Si vestiva in modo sempre abbastanza vistoso, era una ragazza allegra e spontanea, dava l'impressione di essere una facile e in un certo senso lo era. Aveva un modo tutto suo di separare sesso e amore, amava lui, ma non trovava strano uscire con altri ed andarci a letto.
Aveva fatto sesso con altri persino in quei due mesi in cui conviveva con Antonio.
Era una disinvolta, che nel sesso si lasciava andare completamente, lo sapevano persino i vicini, che la sentivano ogni tanto urlare, durante gli amplessi con gli amici di turno.
Urlava, non le interessava il fatto che potevano sentirla e non si curava dei sorrisini dei vicini di sesso maschile.
Noelia, quando aveva voglia di scopare, si lasciava andare completamente e si abbandonava al piacere.
Ma mai questo suo modo disinvolto di intendere il sesso, le aveva fatto venire meno l'amore che provava per Antonio.
Con lui era un'altra cosa, un'altra dimensione, adorava i suoi occhi a mandorla, i suoi sguardi buffi, il suo modo di farla ridere e rassicurarla in qualsiasi situazione. E amava profondamente il modo in cui lui si lasciava travolgere dalla sua esuberanza.
Odiava solo la famiglia di lui, sua madre e sue sorelle che nelle visite in Italia la avevano sempre trattata con diffidenza, tant'é che lei era certa che la tristezza di Antonio era dovuto ai malumori della sua famiglia.
Lui era un uomo diverso a seconda della vicinanza con la famiglia.
Durante quei due mesi di convivenza a Madrid, lei era così stanca di doversi occupare del futuro della coppia da sola, che finì a letto con due amici assieme. Era andata a sfogarsi con loro, a parlare della sua situazione, chiese persino aiuto per un eventuale lavoro che avrebbe forse convinto Antonio a restare. Finì a letto con loro e per un po' dimenticò tutto completamente.
Noelia, era amata da pochi amici, tra cui la sua amica del cuore, che sapeva tutto di lei e ne rispettava le scelte. Il resto la consideravano poco più di una donna facile, ninfomane, sempre pronta ad aprire le gambe.
Non si era mai sentita così sola come quando conviveva con Antonio e non si era sentita mai così soffocata come quando lui tornò in Italia.
La storia a distanza non durò molto, fu lui a mettere fine a una relazione che era morta da tempo, da quando al suo arrivo a Madrid aveva pianto nell'appartamento di lei.
Dopo la fine della storia, lei si imbarcò in tutta una serie di storie sbagliate e tentativi senza futuro di trovare un altro Antonio.

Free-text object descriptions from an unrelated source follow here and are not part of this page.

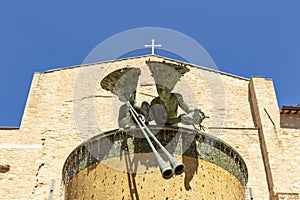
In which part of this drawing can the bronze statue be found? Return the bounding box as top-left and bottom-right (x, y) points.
(146, 60), (205, 128)
(118, 91), (151, 128)
(100, 61), (205, 129)
(100, 67), (150, 129)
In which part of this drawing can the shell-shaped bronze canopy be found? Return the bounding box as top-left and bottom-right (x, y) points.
(146, 60), (190, 90)
(100, 67), (141, 101)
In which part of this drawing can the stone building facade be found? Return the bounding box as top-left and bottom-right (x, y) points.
(0, 54), (299, 199)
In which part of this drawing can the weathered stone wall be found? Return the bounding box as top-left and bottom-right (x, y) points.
(275, 128), (300, 194)
(281, 114), (300, 129)
(249, 77), (300, 199)
(0, 55), (299, 199)
(0, 129), (41, 199)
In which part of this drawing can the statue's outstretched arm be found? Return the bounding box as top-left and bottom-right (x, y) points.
(174, 93), (191, 113)
(173, 93), (206, 127)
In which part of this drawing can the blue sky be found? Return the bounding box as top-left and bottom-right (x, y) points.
(0, 1), (299, 126)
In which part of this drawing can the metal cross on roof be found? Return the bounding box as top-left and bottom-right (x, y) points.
(144, 39), (162, 55)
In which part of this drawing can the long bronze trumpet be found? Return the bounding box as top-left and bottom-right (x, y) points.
(126, 102), (185, 179)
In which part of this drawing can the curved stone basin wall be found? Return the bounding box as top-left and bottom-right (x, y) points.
(63, 126), (248, 199)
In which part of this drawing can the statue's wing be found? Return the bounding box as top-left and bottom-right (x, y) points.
(100, 67), (141, 101)
(146, 60), (189, 90)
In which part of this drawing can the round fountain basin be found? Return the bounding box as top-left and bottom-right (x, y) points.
(63, 126), (248, 199)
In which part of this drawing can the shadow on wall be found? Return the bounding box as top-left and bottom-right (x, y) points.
(119, 131), (200, 198)
(182, 140), (199, 190)
(121, 138), (140, 200)
(280, 114), (300, 129)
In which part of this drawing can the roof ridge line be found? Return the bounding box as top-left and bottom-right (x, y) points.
(41, 54), (250, 81)
(152, 55), (250, 81)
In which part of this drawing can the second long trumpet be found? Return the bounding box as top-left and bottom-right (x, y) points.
(126, 102), (185, 179)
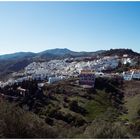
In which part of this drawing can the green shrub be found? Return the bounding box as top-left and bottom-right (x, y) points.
(84, 119), (131, 138)
(0, 100), (58, 138)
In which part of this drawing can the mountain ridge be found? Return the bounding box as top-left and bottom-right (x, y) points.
(0, 48), (139, 60)
(0, 48), (104, 59)
(0, 48), (105, 61)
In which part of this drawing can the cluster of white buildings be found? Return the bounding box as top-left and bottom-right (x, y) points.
(0, 76), (32, 88)
(123, 69), (140, 81)
(24, 56), (120, 77)
(0, 54), (139, 88)
(121, 54), (137, 66)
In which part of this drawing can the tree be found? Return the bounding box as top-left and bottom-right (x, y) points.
(0, 100), (58, 138)
(69, 100), (88, 115)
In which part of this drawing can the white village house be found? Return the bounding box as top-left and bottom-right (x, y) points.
(132, 70), (140, 80)
(48, 76), (64, 84)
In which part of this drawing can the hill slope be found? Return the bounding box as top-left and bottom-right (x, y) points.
(102, 49), (140, 57)
(0, 48), (104, 79)
(0, 52), (36, 60)
(0, 77), (127, 138)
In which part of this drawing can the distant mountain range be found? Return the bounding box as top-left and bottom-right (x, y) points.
(0, 52), (36, 61)
(0, 48), (104, 61)
(0, 48), (139, 61)
(0, 48), (139, 80)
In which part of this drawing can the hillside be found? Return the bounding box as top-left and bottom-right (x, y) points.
(0, 48), (104, 61)
(102, 49), (140, 57)
(0, 52), (36, 60)
(0, 48), (139, 80)
(1, 77), (140, 138)
(0, 77), (126, 138)
(0, 48), (104, 79)
(37, 48), (104, 59)
(121, 80), (140, 121)
(0, 58), (34, 80)
(39, 48), (74, 56)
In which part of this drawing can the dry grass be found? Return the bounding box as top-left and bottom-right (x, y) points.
(123, 80), (140, 98)
(121, 80), (140, 121)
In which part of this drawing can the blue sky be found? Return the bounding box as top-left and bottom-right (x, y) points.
(0, 2), (140, 54)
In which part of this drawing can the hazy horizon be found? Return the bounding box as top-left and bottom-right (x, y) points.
(0, 2), (140, 54)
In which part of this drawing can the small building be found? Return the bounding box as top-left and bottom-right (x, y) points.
(17, 87), (26, 96)
(123, 54), (128, 58)
(48, 76), (63, 84)
(122, 57), (132, 65)
(132, 70), (140, 80)
(79, 70), (95, 88)
(122, 71), (133, 81)
(38, 83), (45, 88)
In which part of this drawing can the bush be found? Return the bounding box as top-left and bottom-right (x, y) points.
(0, 100), (58, 138)
(69, 100), (88, 115)
(84, 119), (131, 138)
(131, 119), (140, 137)
(137, 109), (140, 117)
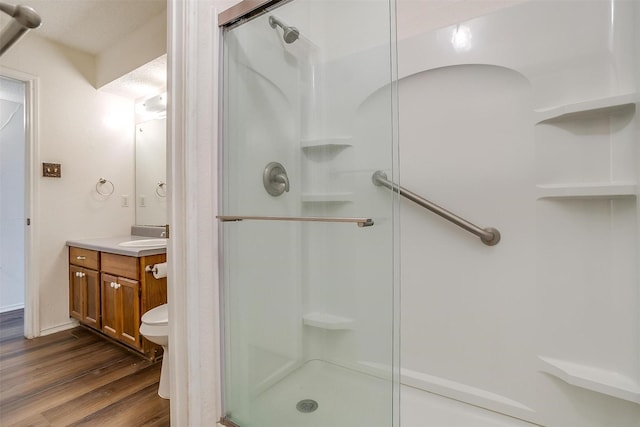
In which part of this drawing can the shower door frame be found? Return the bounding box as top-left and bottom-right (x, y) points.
(218, 0), (283, 27)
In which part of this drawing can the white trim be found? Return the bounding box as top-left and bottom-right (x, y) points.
(0, 303), (24, 313)
(167, 0), (188, 423)
(168, 0), (222, 424)
(39, 320), (78, 336)
(0, 67), (40, 339)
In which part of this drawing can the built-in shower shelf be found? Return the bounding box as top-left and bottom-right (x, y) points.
(301, 192), (353, 203)
(534, 92), (639, 123)
(539, 356), (640, 404)
(301, 136), (352, 150)
(536, 183), (637, 199)
(303, 312), (354, 330)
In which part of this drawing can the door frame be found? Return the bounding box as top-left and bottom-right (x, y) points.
(0, 67), (40, 339)
(167, 0), (223, 424)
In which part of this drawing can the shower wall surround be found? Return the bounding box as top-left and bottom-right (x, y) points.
(398, 0), (639, 426)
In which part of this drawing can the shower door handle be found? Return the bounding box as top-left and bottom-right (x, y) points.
(218, 215), (374, 228)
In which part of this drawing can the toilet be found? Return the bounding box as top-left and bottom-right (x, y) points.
(140, 304), (170, 398)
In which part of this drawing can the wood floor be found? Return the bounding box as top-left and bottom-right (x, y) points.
(0, 309), (170, 426)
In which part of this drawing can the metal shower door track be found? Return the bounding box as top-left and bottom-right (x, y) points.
(218, 0), (292, 27)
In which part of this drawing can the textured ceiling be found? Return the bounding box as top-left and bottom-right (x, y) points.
(0, 0), (166, 55)
(0, 0), (167, 98)
(100, 53), (166, 100)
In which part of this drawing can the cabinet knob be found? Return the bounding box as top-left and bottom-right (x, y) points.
(75, 272), (85, 278)
(76, 256), (86, 260)
(110, 282), (120, 289)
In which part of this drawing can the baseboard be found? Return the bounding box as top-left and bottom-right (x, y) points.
(40, 319), (78, 336)
(0, 303), (24, 313)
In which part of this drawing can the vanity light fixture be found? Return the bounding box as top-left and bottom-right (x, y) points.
(136, 92), (167, 120)
(141, 92), (167, 114)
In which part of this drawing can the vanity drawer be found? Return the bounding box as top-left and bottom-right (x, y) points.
(101, 252), (139, 280)
(69, 247), (99, 270)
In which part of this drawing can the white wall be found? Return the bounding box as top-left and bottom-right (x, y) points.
(0, 78), (25, 312)
(396, 0), (527, 41)
(0, 34), (135, 334)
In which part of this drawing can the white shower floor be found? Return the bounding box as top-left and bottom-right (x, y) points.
(225, 359), (392, 427)
(221, 359), (537, 427)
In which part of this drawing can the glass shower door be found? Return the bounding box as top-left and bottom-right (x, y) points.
(220, 1), (399, 426)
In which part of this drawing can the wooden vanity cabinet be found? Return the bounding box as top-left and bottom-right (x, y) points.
(68, 248), (101, 330)
(101, 273), (141, 349)
(100, 252), (167, 358)
(69, 246), (166, 360)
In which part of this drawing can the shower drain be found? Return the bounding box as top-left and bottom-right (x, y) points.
(296, 399), (319, 413)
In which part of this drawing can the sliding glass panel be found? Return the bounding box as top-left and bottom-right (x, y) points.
(220, 1), (399, 426)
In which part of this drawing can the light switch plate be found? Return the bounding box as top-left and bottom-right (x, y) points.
(43, 163), (61, 178)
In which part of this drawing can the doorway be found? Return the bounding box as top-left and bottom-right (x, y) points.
(0, 70), (38, 339)
(0, 75), (26, 314)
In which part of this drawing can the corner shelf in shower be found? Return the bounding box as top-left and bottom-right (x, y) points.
(538, 356), (640, 404)
(303, 312), (354, 330)
(534, 92), (639, 123)
(301, 136), (353, 150)
(301, 192), (353, 203)
(536, 182), (637, 199)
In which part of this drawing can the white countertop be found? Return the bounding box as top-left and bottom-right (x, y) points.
(66, 235), (167, 257)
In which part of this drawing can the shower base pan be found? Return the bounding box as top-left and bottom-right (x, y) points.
(220, 359), (538, 427)
(223, 359), (392, 427)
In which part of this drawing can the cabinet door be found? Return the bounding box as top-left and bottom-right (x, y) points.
(83, 269), (101, 329)
(101, 273), (120, 339)
(69, 266), (84, 321)
(119, 277), (141, 349)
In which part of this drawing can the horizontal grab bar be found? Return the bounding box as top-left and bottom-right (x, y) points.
(217, 215), (374, 228)
(372, 171), (500, 246)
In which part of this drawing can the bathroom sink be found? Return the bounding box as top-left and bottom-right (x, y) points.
(118, 238), (167, 248)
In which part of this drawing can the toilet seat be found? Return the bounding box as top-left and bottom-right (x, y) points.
(142, 303), (168, 326)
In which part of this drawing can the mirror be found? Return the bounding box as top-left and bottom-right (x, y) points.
(135, 114), (167, 226)
(104, 56), (167, 227)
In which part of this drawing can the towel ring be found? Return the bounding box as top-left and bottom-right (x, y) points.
(156, 181), (167, 197)
(96, 178), (114, 196)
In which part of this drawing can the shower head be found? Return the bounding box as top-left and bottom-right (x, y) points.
(269, 16), (299, 44)
(282, 26), (300, 44)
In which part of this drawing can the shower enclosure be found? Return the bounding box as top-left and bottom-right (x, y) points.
(218, 0), (399, 426)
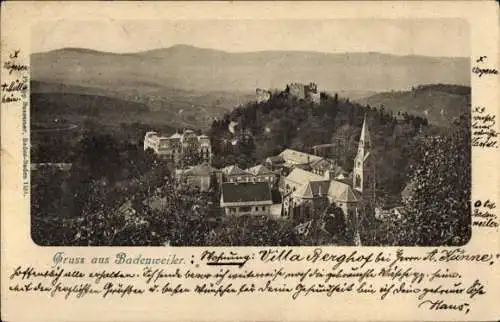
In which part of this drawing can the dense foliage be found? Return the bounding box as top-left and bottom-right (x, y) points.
(357, 84), (471, 127)
(210, 90), (429, 200)
(359, 115), (471, 246)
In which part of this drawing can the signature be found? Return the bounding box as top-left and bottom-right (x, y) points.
(418, 299), (470, 314)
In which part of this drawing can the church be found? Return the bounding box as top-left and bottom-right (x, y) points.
(352, 115), (376, 208)
(280, 116), (375, 224)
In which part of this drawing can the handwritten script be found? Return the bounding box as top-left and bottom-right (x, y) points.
(7, 248), (499, 315)
(472, 106), (498, 148)
(1, 49), (28, 104)
(2, 49), (32, 195)
(472, 56), (498, 78)
(472, 200), (498, 229)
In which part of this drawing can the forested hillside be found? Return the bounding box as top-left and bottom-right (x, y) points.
(31, 92), (150, 122)
(209, 85), (469, 204)
(356, 84), (471, 126)
(31, 81), (248, 130)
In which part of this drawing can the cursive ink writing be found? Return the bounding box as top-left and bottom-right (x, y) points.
(200, 250), (251, 267)
(472, 107), (498, 148)
(259, 248), (374, 269)
(472, 66), (498, 77)
(102, 283), (144, 298)
(419, 299), (470, 314)
(472, 55), (498, 78)
(6, 247), (495, 314)
(1, 49), (29, 104)
(3, 60), (28, 75)
(472, 199), (498, 228)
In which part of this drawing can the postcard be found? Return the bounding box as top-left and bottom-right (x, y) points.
(1, 1), (499, 321)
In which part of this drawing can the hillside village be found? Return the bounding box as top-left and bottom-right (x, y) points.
(142, 114), (374, 242)
(134, 82), (434, 244)
(31, 81), (471, 247)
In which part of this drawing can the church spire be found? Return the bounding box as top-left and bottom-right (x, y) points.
(360, 115), (367, 138)
(353, 114), (373, 195)
(359, 115), (371, 155)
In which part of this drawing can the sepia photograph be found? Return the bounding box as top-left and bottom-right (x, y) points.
(30, 19), (472, 247)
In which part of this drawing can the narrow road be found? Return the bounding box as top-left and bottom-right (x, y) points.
(31, 123), (79, 133)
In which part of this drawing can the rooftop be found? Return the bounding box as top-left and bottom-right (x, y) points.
(285, 168), (359, 203)
(279, 148), (322, 165)
(310, 158), (341, 171)
(222, 164), (252, 176)
(294, 181), (330, 199)
(246, 164), (273, 176)
(286, 168), (326, 185)
(169, 133), (182, 139)
(328, 180), (360, 203)
(145, 130), (209, 140)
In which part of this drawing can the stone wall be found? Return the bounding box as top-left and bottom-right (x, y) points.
(287, 83), (306, 100)
(256, 88), (271, 103)
(287, 82), (320, 103)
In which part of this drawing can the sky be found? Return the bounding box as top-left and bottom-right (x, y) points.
(32, 19), (470, 57)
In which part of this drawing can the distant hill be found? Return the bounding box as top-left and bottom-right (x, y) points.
(31, 92), (150, 124)
(31, 80), (254, 130)
(30, 90), (238, 132)
(355, 84), (471, 126)
(32, 45), (470, 93)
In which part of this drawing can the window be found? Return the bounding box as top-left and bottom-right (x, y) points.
(240, 206), (251, 212)
(305, 205), (311, 219)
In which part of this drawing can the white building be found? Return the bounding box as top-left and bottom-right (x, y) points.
(144, 130), (212, 164)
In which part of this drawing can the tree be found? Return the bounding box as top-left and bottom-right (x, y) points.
(378, 114), (471, 246)
(205, 215), (299, 246)
(72, 134), (122, 182)
(323, 203), (348, 241)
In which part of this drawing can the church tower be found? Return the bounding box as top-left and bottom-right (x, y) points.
(353, 115), (375, 206)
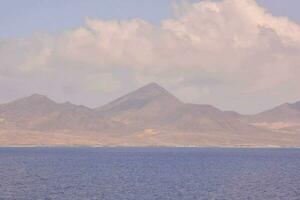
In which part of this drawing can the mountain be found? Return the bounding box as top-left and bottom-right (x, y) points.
(96, 83), (262, 134)
(96, 83), (182, 127)
(248, 101), (300, 133)
(252, 101), (300, 123)
(0, 94), (125, 132)
(1, 83), (300, 147)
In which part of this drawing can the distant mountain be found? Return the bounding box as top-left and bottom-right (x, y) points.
(1, 83), (300, 147)
(96, 83), (269, 135)
(96, 83), (182, 127)
(247, 101), (300, 133)
(0, 94), (125, 132)
(252, 102), (300, 123)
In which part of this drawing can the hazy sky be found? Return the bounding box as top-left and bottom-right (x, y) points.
(0, 0), (299, 114)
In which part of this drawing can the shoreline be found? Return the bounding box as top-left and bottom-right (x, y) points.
(1, 145), (300, 149)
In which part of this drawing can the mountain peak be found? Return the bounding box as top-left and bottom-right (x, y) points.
(291, 101), (300, 110)
(142, 82), (164, 89)
(134, 82), (171, 97)
(29, 93), (50, 100)
(11, 93), (56, 106)
(253, 101), (300, 122)
(96, 82), (181, 114)
(114, 82), (180, 104)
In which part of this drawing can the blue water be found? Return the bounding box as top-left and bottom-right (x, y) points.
(0, 148), (300, 200)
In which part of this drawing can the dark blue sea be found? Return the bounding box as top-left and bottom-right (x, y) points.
(0, 148), (300, 200)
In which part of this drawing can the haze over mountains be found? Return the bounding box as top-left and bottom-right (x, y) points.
(1, 83), (300, 147)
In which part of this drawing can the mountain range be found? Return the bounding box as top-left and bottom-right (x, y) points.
(1, 83), (300, 147)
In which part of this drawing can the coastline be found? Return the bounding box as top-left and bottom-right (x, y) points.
(1, 145), (300, 149)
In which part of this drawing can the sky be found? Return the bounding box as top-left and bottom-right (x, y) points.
(0, 0), (299, 114)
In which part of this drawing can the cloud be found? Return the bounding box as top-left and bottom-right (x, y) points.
(0, 0), (300, 113)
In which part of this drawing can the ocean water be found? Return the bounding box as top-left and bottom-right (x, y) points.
(0, 148), (300, 200)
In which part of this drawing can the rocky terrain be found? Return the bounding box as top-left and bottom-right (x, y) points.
(1, 83), (300, 147)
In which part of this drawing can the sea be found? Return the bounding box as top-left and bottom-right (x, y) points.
(0, 148), (300, 200)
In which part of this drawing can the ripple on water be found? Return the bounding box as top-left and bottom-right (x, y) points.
(0, 148), (300, 200)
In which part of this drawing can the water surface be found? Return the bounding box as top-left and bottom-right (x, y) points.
(0, 148), (300, 200)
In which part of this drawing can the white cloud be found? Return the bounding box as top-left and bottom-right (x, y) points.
(0, 0), (300, 113)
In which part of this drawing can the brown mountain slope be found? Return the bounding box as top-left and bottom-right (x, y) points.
(1, 83), (300, 147)
(96, 83), (267, 135)
(247, 101), (300, 133)
(96, 83), (183, 127)
(0, 94), (126, 132)
(251, 102), (300, 123)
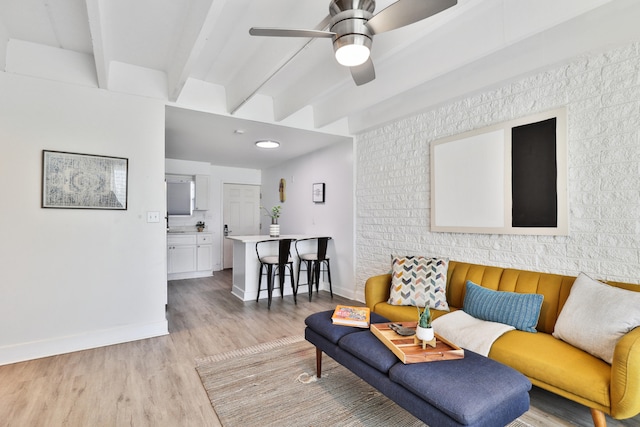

Ebbe una storia con un medico cinquantenne, una brava persona, anche troppo per lei che amava qualcosa di più movimentato.
Ebbe una storia anche con un ragazzo più giovane, 10 anni più piccolo, che all'inizio fu una bella illusione, ma che andò scemando a poco a poco.
Molti si innamoravano di Noelia, soprattutto del contrasto tra donna matura e capace con la Noelia a letto, fuoriosa ninfomane che faceva impazzire gli uomini.
Anche lei ogni tanto si innamorava, ma durava poco, si illudeva all'inizio ma da sola piano piano andava via, scappava, come quando Antonio scappò dalla sua vita per sempre.